The Alliance advocates for coordinated federal policies that create economic opportunity and upward mobility for all, especially communities of color, low-income and rural communities, as well as youth, the formerly incarcerated, LGBTQ individuals, women, and differently abled individuals. Adults of all ages seek pathways to family-sustaining careers, which include the right training and education, re-entry supports for formerly incarcerated individuals, as well as fair wages and workplace policies. We oppose attempts to reduce eligibility to federal programs that provide pathways to upward mobility, such as food assistance, healthcare, and housing. We will support policies that harness the power of CBOs to help people improve their own lives. We also will explore and investigate the data behind other means for improving economic mobility, such as Universal Basic Income, reparations to African-Americans for enslavement, and American Opportunity Accounts (“baby bonds”).

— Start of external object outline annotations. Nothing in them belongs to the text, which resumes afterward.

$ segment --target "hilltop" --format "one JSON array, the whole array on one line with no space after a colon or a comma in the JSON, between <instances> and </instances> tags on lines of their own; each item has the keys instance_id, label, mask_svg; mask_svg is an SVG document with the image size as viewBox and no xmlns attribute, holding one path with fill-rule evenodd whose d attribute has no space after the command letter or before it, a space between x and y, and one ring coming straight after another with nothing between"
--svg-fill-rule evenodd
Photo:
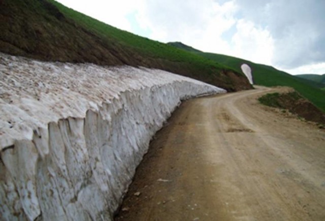
<instances>
[{"instance_id":1,"label":"hilltop","mask_svg":"<svg viewBox=\"0 0 325 221\"><path fill-rule=\"evenodd\" d=\"M175 44L171 45L177 46ZM186 47L182 47L181 48L184 49ZM212 60L217 61L238 72L241 71L240 67L243 64L246 64L252 69L254 84L268 87L287 86L292 87L319 109L325 112L325 91L320 89L322 87L320 82L313 82L291 75L272 66L256 64L231 56L202 52L192 53Z\"/></svg>"},{"instance_id":2,"label":"hilltop","mask_svg":"<svg viewBox=\"0 0 325 221\"><path fill-rule=\"evenodd\" d=\"M240 71L120 30L53 0L3 0L0 4L3 52L45 61L159 69L229 91L251 88Z\"/></svg>"}]
</instances>

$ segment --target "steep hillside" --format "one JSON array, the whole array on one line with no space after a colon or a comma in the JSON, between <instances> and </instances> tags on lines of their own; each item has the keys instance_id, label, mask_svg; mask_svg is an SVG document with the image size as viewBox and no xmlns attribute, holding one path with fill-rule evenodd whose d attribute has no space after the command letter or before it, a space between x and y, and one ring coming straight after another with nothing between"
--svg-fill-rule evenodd
<instances>
[{"instance_id":1,"label":"steep hillside","mask_svg":"<svg viewBox=\"0 0 325 221\"><path fill-rule=\"evenodd\" d=\"M237 57L212 53L193 53L228 66L238 72L241 72L241 65L247 64L252 69L254 84L267 86L288 86L293 87L325 112L325 90L319 89L321 85L319 83L295 77L271 66L255 64Z\"/></svg>"},{"instance_id":2,"label":"steep hillside","mask_svg":"<svg viewBox=\"0 0 325 221\"><path fill-rule=\"evenodd\" d=\"M325 74L321 75L312 74L306 74L296 76L310 81L315 81L318 83L321 83L324 84L324 86L325 87Z\"/></svg>"},{"instance_id":3,"label":"steep hillside","mask_svg":"<svg viewBox=\"0 0 325 221\"><path fill-rule=\"evenodd\" d=\"M119 30L53 0L0 2L0 50L48 61L128 65L192 77L230 91L250 88L216 61Z\"/></svg>"},{"instance_id":4,"label":"steep hillside","mask_svg":"<svg viewBox=\"0 0 325 221\"><path fill-rule=\"evenodd\" d=\"M191 46L185 45L182 43L179 42L169 42L167 43L167 44L172 45L172 46L174 46L178 48L180 48L181 49L185 50L188 51L191 51L193 52L202 52L202 51L200 51L200 50L196 49L195 48L192 48Z\"/></svg>"}]
</instances>

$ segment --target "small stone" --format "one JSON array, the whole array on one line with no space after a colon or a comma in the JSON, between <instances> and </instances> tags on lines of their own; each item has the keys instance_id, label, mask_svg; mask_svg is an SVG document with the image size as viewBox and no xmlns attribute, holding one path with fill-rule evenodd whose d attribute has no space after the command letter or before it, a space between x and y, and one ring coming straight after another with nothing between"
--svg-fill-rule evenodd
<instances>
[{"instance_id":1,"label":"small stone","mask_svg":"<svg viewBox=\"0 0 325 221\"><path fill-rule=\"evenodd\" d=\"M138 192L137 193L135 193L134 195L136 197L139 197L140 195L140 194L141 194L141 193L139 192Z\"/></svg>"},{"instance_id":2,"label":"small stone","mask_svg":"<svg viewBox=\"0 0 325 221\"><path fill-rule=\"evenodd\" d=\"M122 211L123 212L127 212L130 210L130 208L128 207L123 207L122 208Z\"/></svg>"}]
</instances>

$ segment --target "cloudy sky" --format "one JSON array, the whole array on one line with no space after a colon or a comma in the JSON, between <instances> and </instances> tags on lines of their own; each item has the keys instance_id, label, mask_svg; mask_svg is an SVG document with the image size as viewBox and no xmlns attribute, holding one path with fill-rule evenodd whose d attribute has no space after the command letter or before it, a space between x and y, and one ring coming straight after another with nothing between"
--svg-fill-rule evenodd
<instances>
[{"instance_id":1,"label":"cloudy sky","mask_svg":"<svg viewBox=\"0 0 325 221\"><path fill-rule=\"evenodd\" d=\"M325 73L325 0L57 0L120 29L167 43Z\"/></svg>"}]
</instances>

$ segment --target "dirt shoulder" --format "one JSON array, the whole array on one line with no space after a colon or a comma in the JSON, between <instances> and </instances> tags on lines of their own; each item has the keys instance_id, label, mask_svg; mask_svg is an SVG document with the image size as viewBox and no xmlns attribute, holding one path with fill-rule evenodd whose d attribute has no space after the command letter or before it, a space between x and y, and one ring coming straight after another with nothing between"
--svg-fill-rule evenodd
<instances>
[{"instance_id":1,"label":"dirt shoulder","mask_svg":"<svg viewBox=\"0 0 325 221\"><path fill-rule=\"evenodd\" d=\"M325 131L257 103L274 90L183 103L115 220L324 220Z\"/></svg>"}]
</instances>

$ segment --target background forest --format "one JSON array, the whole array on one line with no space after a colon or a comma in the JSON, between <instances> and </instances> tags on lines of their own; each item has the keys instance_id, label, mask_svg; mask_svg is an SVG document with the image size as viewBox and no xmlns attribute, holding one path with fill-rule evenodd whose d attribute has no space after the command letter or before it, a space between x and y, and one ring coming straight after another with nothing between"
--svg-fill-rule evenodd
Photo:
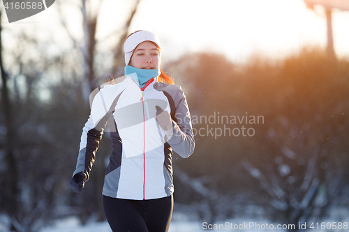
<instances>
[{"instance_id":1,"label":"background forest","mask_svg":"<svg viewBox=\"0 0 349 232\"><path fill-rule=\"evenodd\" d=\"M89 93L111 75L123 75L121 45L138 3L112 52L98 49L98 15L84 3L82 43L71 33L67 47L55 49L53 38L5 31L20 41L6 47L0 31L0 224L9 230L36 231L71 215L82 223L105 220L107 133L84 190L73 192L69 180ZM246 214L298 224L348 208L349 60L308 46L283 59L254 56L243 64L218 53L190 53L162 69L182 86L198 119L194 153L173 156L174 211L209 223ZM239 121L243 116L248 121Z\"/></svg>"}]
</instances>

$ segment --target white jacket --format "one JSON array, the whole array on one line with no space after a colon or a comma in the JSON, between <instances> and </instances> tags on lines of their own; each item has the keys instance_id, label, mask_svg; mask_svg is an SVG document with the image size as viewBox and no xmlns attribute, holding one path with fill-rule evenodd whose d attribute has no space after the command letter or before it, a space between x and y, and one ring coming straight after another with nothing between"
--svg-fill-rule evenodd
<instances>
[{"instance_id":1,"label":"white jacket","mask_svg":"<svg viewBox=\"0 0 349 232\"><path fill-rule=\"evenodd\" d=\"M156 121L156 106L171 114L173 135L167 142ZM101 89L83 128L73 176L84 172L89 178L107 124L112 149L103 194L136 200L172 194L172 149L186 158L195 146L189 109L181 87L155 78L142 91L126 77L122 82Z\"/></svg>"}]
</instances>

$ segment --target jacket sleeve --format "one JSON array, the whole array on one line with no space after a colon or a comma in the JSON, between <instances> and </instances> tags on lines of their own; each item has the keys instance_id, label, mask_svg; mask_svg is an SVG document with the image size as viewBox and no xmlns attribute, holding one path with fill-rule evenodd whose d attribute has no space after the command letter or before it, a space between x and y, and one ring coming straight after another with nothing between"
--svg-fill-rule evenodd
<instances>
[{"instance_id":1,"label":"jacket sleeve","mask_svg":"<svg viewBox=\"0 0 349 232\"><path fill-rule=\"evenodd\" d=\"M173 135L168 143L178 155L186 158L194 151L195 140L189 108L181 88L174 101L176 109L172 118Z\"/></svg>"},{"instance_id":2,"label":"jacket sleeve","mask_svg":"<svg viewBox=\"0 0 349 232\"><path fill-rule=\"evenodd\" d=\"M93 100L89 118L82 129L76 169L73 176L77 173L83 172L87 176L87 180L89 179L96 153L109 117L105 106L100 91Z\"/></svg>"}]
</instances>

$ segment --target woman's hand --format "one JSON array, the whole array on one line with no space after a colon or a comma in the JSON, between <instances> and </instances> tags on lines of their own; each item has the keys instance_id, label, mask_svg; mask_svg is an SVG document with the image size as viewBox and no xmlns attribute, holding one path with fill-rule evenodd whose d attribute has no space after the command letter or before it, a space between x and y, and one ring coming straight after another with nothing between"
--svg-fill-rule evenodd
<instances>
[{"instance_id":1,"label":"woman's hand","mask_svg":"<svg viewBox=\"0 0 349 232\"><path fill-rule=\"evenodd\" d=\"M83 172L79 172L74 175L70 180L70 187L75 192L79 192L84 187L87 176Z\"/></svg>"}]
</instances>

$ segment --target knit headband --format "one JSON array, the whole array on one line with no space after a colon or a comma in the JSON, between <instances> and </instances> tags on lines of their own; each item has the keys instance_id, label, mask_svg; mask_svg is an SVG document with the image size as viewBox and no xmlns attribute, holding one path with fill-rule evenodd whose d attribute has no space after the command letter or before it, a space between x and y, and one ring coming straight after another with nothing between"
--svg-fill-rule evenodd
<instances>
[{"instance_id":1,"label":"knit headband","mask_svg":"<svg viewBox=\"0 0 349 232\"><path fill-rule=\"evenodd\" d=\"M142 42L151 41L155 42L160 47L160 42L158 36L149 31L137 31L126 39L124 45L125 52L125 63L126 65L130 63L130 59L133 54L135 48Z\"/></svg>"}]
</instances>

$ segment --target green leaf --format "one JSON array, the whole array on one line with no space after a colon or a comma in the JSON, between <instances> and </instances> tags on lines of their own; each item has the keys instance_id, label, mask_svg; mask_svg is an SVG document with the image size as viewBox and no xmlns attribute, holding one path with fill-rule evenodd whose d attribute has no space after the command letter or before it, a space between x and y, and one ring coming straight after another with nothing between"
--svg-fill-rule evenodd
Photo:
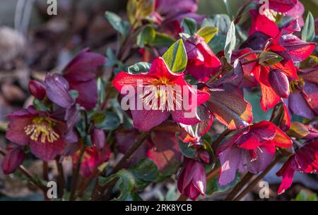
<instances>
[{"instance_id":1,"label":"green leaf","mask_svg":"<svg viewBox=\"0 0 318 215\"><path fill-rule=\"evenodd\" d=\"M183 27L183 32L191 36L196 32L196 22L191 18L185 18L181 22L181 26Z\"/></svg>"},{"instance_id":2,"label":"green leaf","mask_svg":"<svg viewBox=\"0 0 318 215\"><path fill-rule=\"evenodd\" d=\"M117 129L120 125L120 118L117 114L109 111L102 111L105 114L104 120L95 125L102 130L112 130Z\"/></svg>"},{"instance_id":3,"label":"green leaf","mask_svg":"<svg viewBox=\"0 0 318 215\"><path fill-rule=\"evenodd\" d=\"M129 0L126 6L127 17L134 27L139 25L155 8L154 0Z\"/></svg>"},{"instance_id":4,"label":"green leaf","mask_svg":"<svg viewBox=\"0 0 318 215\"><path fill-rule=\"evenodd\" d=\"M139 62L127 68L127 72L131 74L146 73L150 70L151 64L148 62Z\"/></svg>"},{"instance_id":5,"label":"green leaf","mask_svg":"<svg viewBox=\"0 0 318 215\"><path fill-rule=\"evenodd\" d=\"M206 26L215 27L218 31L217 35L226 35L228 30L231 25L231 20L226 14L216 14L209 18L206 18L201 25L201 27Z\"/></svg>"},{"instance_id":6,"label":"green leaf","mask_svg":"<svg viewBox=\"0 0 318 215\"><path fill-rule=\"evenodd\" d=\"M135 166L132 167L131 173L135 176L137 187L148 185L159 177L157 165L148 158L142 159Z\"/></svg>"},{"instance_id":7,"label":"green leaf","mask_svg":"<svg viewBox=\"0 0 318 215\"><path fill-rule=\"evenodd\" d=\"M312 13L308 12L304 27L302 31L302 39L312 42L314 39L314 19Z\"/></svg>"},{"instance_id":8,"label":"green leaf","mask_svg":"<svg viewBox=\"0 0 318 215\"><path fill-rule=\"evenodd\" d=\"M151 47L169 47L173 43L175 40L171 38L169 35L162 33L156 33L155 39L153 41L151 42L149 45Z\"/></svg>"},{"instance_id":9,"label":"green leaf","mask_svg":"<svg viewBox=\"0 0 318 215\"><path fill-rule=\"evenodd\" d=\"M114 13L106 11L105 16L112 25L112 27L120 33L122 37L126 37L129 29L129 23L122 19L120 16Z\"/></svg>"},{"instance_id":10,"label":"green leaf","mask_svg":"<svg viewBox=\"0 0 318 215\"><path fill-rule=\"evenodd\" d=\"M189 159L194 159L196 156L196 149L194 147L189 147L187 145L187 143L183 142L181 140L178 142L178 146L180 149L181 153L184 156Z\"/></svg>"},{"instance_id":11,"label":"green leaf","mask_svg":"<svg viewBox=\"0 0 318 215\"><path fill-rule=\"evenodd\" d=\"M151 26L146 26L137 35L136 44L141 48L151 44L155 38L155 30Z\"/></svg>"},{"instance_id":12,"label":"green leaf","mask_svg":"<svg viewBox=\"0 0 318 215\"><path fill-rule=\"evenodd\" d=\"M214 35L218 32L218 28L211 26L206 26L200 28L196 35L203 37L204 42L208 43L213 38Z\"/></svg>"},{"instance_id":13,"label":"green leaf","mask_svg":"<svg viewBox=\"0 0 318 215\"><path fill-rule=\"evenodd\" d=\"M235 25L232 22L228 29L226 36L225 47L224 47L224 54L228 60L228 63L231 61L232 52L235 49L236 37L235 37Z\"/></svg>"},{"instance_id":14,"label":"green leaf","mask_svg":"<svg viewBox=\"0 0 318 215\"><path fill-rule=\"evenodd\" d=\"M216 35L208 44L211 49L215 54L223 50L225 46L226 37L224 35Z\"/></svg>"},{"instance_id":15,"label":"green leaf","mask_svg":"<svg viewBox=\"0 0 318 215\"><path fill-rule=\"evenodd\" d=\"M98 93L98 102L102 104L106 97L105 83L102 78L98 78L97 80Z\"/></svg>"},{"instance_id":16,"label":"green leaf","mask_svg":"<svg viewBox=\"0 0 318 215\"><path fill-rule=\"evenodd\" d=\"M187 57L182 39L175 42L163 54L163 59L172 72L183 72L187 67Z\"/></svg>"}]
</instances>

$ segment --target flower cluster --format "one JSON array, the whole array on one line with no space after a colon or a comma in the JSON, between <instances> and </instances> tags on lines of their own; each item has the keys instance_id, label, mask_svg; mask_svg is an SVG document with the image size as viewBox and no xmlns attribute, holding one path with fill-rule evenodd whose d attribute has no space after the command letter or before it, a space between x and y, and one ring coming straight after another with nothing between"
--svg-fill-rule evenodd
<instances>
[{"instance_id":1,"label":"flower cluster","mask_svg":"<svg viewBox=\"0 0 318 215\"><path fill-rule=\"evenodd\" d=\"M228 186L277 161L278 194L295 171L314 173L318 21L302 19L298 0L269 1L264 9L248 1L232 23L195 13L194 0L129 1L130 24L107 12L122 47L107 51L107 63L83 49L61 73L30 82L34 104L8 116L4 172L14 172L30 149L44 161L72 159L72 177L85 178L75 185L83 188L78 197L98 176L104 183L92 199L117 183L118 199L128 199L175 175L194 200L211 194L206 185L217 176ZM240 26L243 16L248 29ZM148 62L125 64L134 49ZM113 70L106 80L95 73L103 65Z\"/></svg>"}]
</instances>

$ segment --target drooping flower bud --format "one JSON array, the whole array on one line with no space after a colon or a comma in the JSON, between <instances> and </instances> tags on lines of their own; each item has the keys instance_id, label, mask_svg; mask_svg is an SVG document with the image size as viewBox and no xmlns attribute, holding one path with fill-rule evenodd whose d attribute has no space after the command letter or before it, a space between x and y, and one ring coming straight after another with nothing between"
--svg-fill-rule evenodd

The Alliance will work to:

  • Reauthorize the Workforce Innovation and Opportunity Act (WIOA) to prepare individuals to obtain high-quality, in-demand careers through job training and education. WIOA should also incentivize new pre-apprenticeship, apprenticeship, and work-based learning programs. (AP)
  • Bolster efforts to increase the minimum wage to a living and family-sustaining level. (AP)
  • Incentivize lending institutions to offer loans to individuals with low or no credit through the Community Reinvestment Act, opening the door for new entrepreneurs. (AP)
  • Protect programs that help families meet basic needs, including the Supplemental Nutrition Assistance Program (SNAP), Community Service Block Grant (CSBG), Social Security Insurance (SSI), Temporary Assistance to Needy Families (TANF), Earned Income Tax Credit (EITC), and the Free and Reduced-Price School Lunch Program. (AP)
  • Strengthen and expand policies that provide paid family leave and affordable child care.  (AP)
  • Combat the national affordable housing, eviction, and homelessness crises by supporting policies that promote homelessness prevention programs, provide flexible rent and utility assistance, adequately fund public housing agencies, expand the Section 8 housing voucher program, and implement a Housing First approach. In addition, protect and expand the Promise Zone initiative to build economically vibrant communities, with employment opportunities, affordable housing, and safe neighborhoods. (AP)
  • Bolster public and private transportation benefits, programs, and systems to increase access to potential employers and community services. (AP)
  • Address the “benefits cliff” by supporting policies that redesign public benefits programs to ensure individuals have the support they need during the transition to financial independence. (AP)

To achieve a healthy and equitable society, our strategic action network must remain adaptable to this unpredictable public policy and advocacy environment. Agility, without wavering from our values and commitments, is the key to successfully navigating and advocating in today’s landscape.